CrediaBank has not authorized any offer to the public of securities in any Member State of the European Economic Area. With respect to each Member State of the European Economic Area (each, a “Relevant State”), no action has been undertaken or will be undertaken to make an offer to the public of securities requiring publication of a prospectus in any Relevant State. As a result, the securities may only be offered in Relevant States (a) to any legal entity which is a qualified investor as defined in Article 2 (e) of Regulation (EU) 2017/1129 (the "Prospectus Regulation”) (each, a “Qualified Investor”); or (b) in any other circumstances which do not require the publication by CrediaBank of a prospectus pursuant to Article 3 of the Prospectus Regulation. For the purposes of this paragraph, the expression an “offer of securities to the public” means a communication to persons in any form and by any means, presenting sufficient information on the terms of the offer and the securities to be offered, so as to enable an investor to decide to purchase or subscribe for those securities.
In addition, CrediaBank has not authorized any offer to the public of securities in the United Kingdom and no action has been undertaken or will be undertaken to make an offer to the public of securities that could require publication of a prospectus in the United Kingdom. Accordingly, this communication is only being distributed to, and is only directed at persons who are outside the United Kingdom or, in the United Kingdom, persons who are Qualified Investors, as defined in Article 2 of Regulation (EU) 2017/1129 as it forms part of domestic law by virtue of the European Union (Withdrawal) Act 2018 and amended by the Prospectus (Amendment etc.) (EU Exit) Regulations 2019 (SI 2019/1234), who (i) have professional experience in matters relating to investments falling within Article 19(5) of the Financial Services and Markets Act 2000 (Financial Promotion) Order 2005, as amended (the “Order”), or (ii) are high net worth entities falling within Article 49(2)(a) to (d) of the Order (all such persons together being referred to as “Relevant Persons”). Any investment or investment activity to which this communication relates will, in the United Kingdom, only be available to, and will only be engaged in with, Relevant Persons. Any person in the United Kingdom who is not a Relevant Person must not act or rely on this announcement or any of its contents.

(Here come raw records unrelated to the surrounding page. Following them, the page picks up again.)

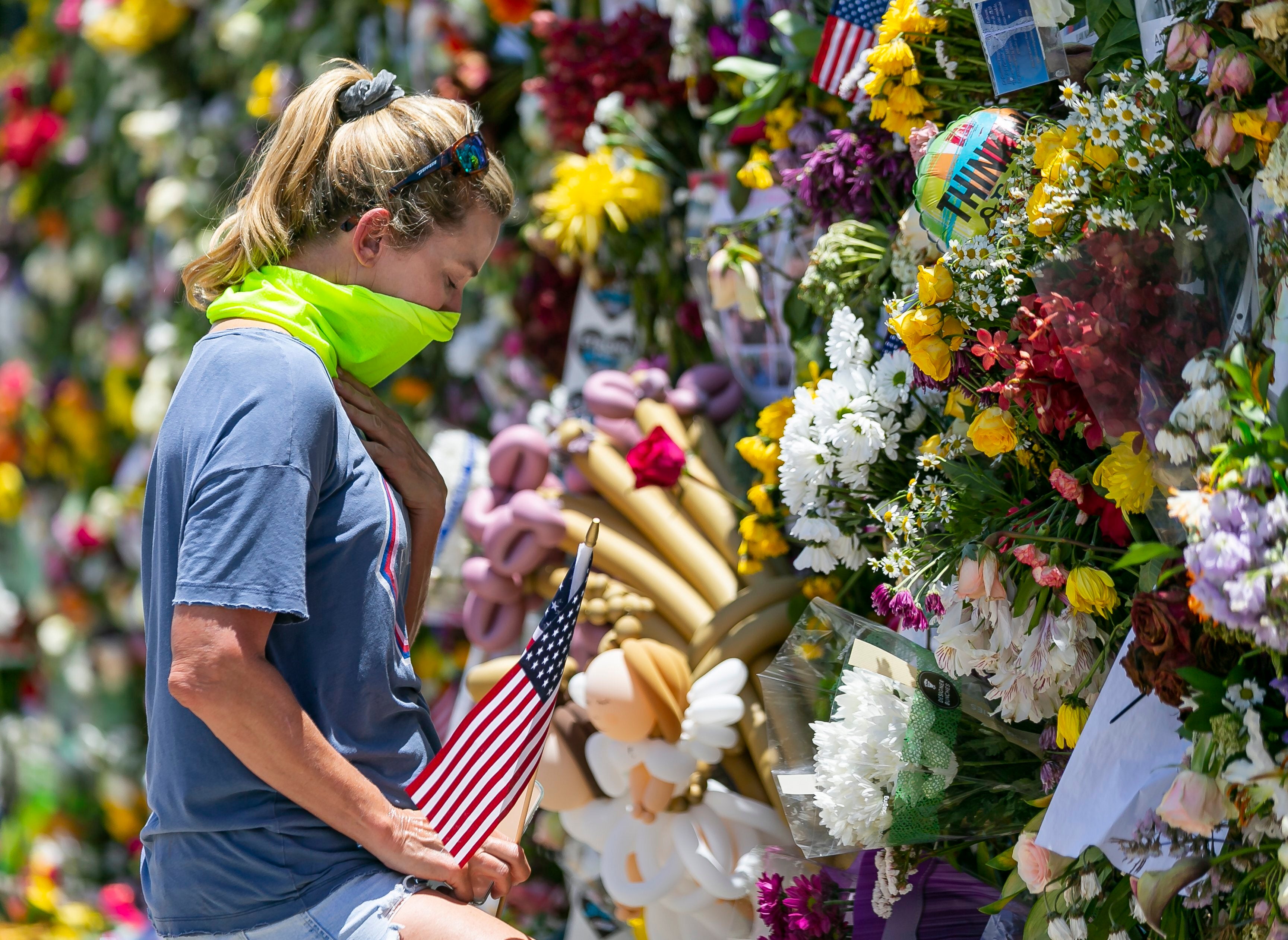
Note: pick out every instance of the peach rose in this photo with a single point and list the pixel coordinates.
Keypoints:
(1037, 866)
(1194, 803)
(980, 579)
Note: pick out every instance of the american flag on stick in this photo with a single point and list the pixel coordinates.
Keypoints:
(849, 30)
(484, 769)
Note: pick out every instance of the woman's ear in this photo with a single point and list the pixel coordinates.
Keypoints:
(369, 235)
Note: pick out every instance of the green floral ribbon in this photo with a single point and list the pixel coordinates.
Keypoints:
(919, 791)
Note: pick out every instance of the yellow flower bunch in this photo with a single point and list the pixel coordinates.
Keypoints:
(1126, 476)
(994, 432)
(608, 183)
(263, 88)
(1091, 592)
(932, 339)
(894, 76)
(758, 173)
(778, 123)
(135, 26)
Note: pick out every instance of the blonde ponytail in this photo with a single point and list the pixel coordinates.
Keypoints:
(313, 170)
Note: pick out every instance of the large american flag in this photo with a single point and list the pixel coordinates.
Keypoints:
(849, 30)
(484, 769)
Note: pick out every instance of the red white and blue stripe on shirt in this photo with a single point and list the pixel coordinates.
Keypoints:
(389, 572)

This document is an announcement and is not a prospectus for the purpose of the Prospectus Regulation.
Nothing contained in this announcement is, or shall be relied upon as, a promise or representation, whether as to the past or future, by Morgan Stanley Europe SE and UBS Europe SE or any of their respective affiliates, directors, officers, employees, advisers or agents. None of Morgan Stanley Europe SE and UBS Europe SE or any of their respective affiliates, directors, officers, employees, advisers or agents assume any responsibility for its accuracy and accordingly they disclaim, to the fullest extent permitted by applicable law, any and all liability whether arising in tort, contract or otherwise which they might otherwise be found to have in respect of this announcement or any such statement. Morgan Stanley Europe SE and UBS Europe SE and their respective affiliates, directors, officers, employees, advisers or agents are each acting exclusively for CrediaBank and for no-one else in connection with any transaction mentioned in this announcement and will not regard any other person (whether or not a recipient of this announcement) as their respective clients in relation to any such transaction and will not be responsible to any other person for providing the protections afforded to their respective clients, nor for advising any such person on the contents of this announcement or in connection with any transaction or other matter referred to in this announcement.